Invisible : cadeau ou malédiction?
Ce matin de juin, Alexandre Vella, ingénieur dans l’entreprise de télécom Vemedis, se réveilla invisible, avec une note sur sa couverture qui disait :
Alexandre, tu es invisible à chaque fois que tu répètes trois fois : homo homini lupus. Tu viens de le répéter trois fois en rêve. L’effet ne dure qu’une heure. Profites-en bien et ne me remercie pas. Ton ange gardien.
PS : tu peux le dire en pensée, ça marche aussi !
Excité par ce nouveau pouvoir, Alexandre visualisait tous les scénarios possibles en se brossant les dents.

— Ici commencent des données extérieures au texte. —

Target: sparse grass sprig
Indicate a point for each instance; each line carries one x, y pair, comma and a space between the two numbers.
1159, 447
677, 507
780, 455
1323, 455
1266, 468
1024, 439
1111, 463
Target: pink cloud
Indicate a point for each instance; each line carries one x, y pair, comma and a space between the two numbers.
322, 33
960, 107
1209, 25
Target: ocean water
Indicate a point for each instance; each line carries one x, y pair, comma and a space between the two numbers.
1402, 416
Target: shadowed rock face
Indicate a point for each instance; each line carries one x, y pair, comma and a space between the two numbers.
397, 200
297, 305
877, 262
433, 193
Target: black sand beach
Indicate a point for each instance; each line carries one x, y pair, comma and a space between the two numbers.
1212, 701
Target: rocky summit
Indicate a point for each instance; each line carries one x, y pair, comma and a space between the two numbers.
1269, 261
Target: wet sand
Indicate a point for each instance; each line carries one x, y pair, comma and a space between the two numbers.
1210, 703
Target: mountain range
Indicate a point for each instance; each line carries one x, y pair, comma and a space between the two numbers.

Primo, appeler mon chef et lui dire que je suis malade. Secundo, aller au bureau en étant invisible et tercero, en scène l’artiste !
Sa jubilation était d'autant plus grande qu'Alexandre était malheureux à son travail. Il devait chaque jour cirer les pompes d’un chef despotique, Jacques Bordet. Ce quinquagénaire gras, méprisant et avide de pouvoir hantait ses jours comme ses nuits. Il subissait un harcèlement moral quotidien, mais ne voulut jamais le reconnaître. Il avait choisi de le détester en silence. Ce nouveau pouvoir lui donnait un regain de confiance, il allait enfin pouvoir lui rendre la monnaie de sa pièce.
Sur le chemin, Alexandre se rendit compte que c’était la première fois qu’il était heureux d’aller au bureau. Il chantonna même La Vengeance de Juliette dans le métro, tapotant ses doigts sur ses genoux. En sortant de la rame, il se concentra et répéta trois fois Homo homini lupus. Il vérifia qu’il était bien invisible et se dirigea vers l'entrée de l’immeuble Vemedis. Il courut, se glissa de justesse dans l’ascenseur et se retrouva avec Clémence. Clémence, c’était la fille, celle dont il était fou amoureux. Comme elle ne pouvait pas le voir, il en profita pour la contempler. Elle sortait avec Thibault, un collègue prétentieux et moqueur plutôt joli garçon, l’opposé d’Alexandre.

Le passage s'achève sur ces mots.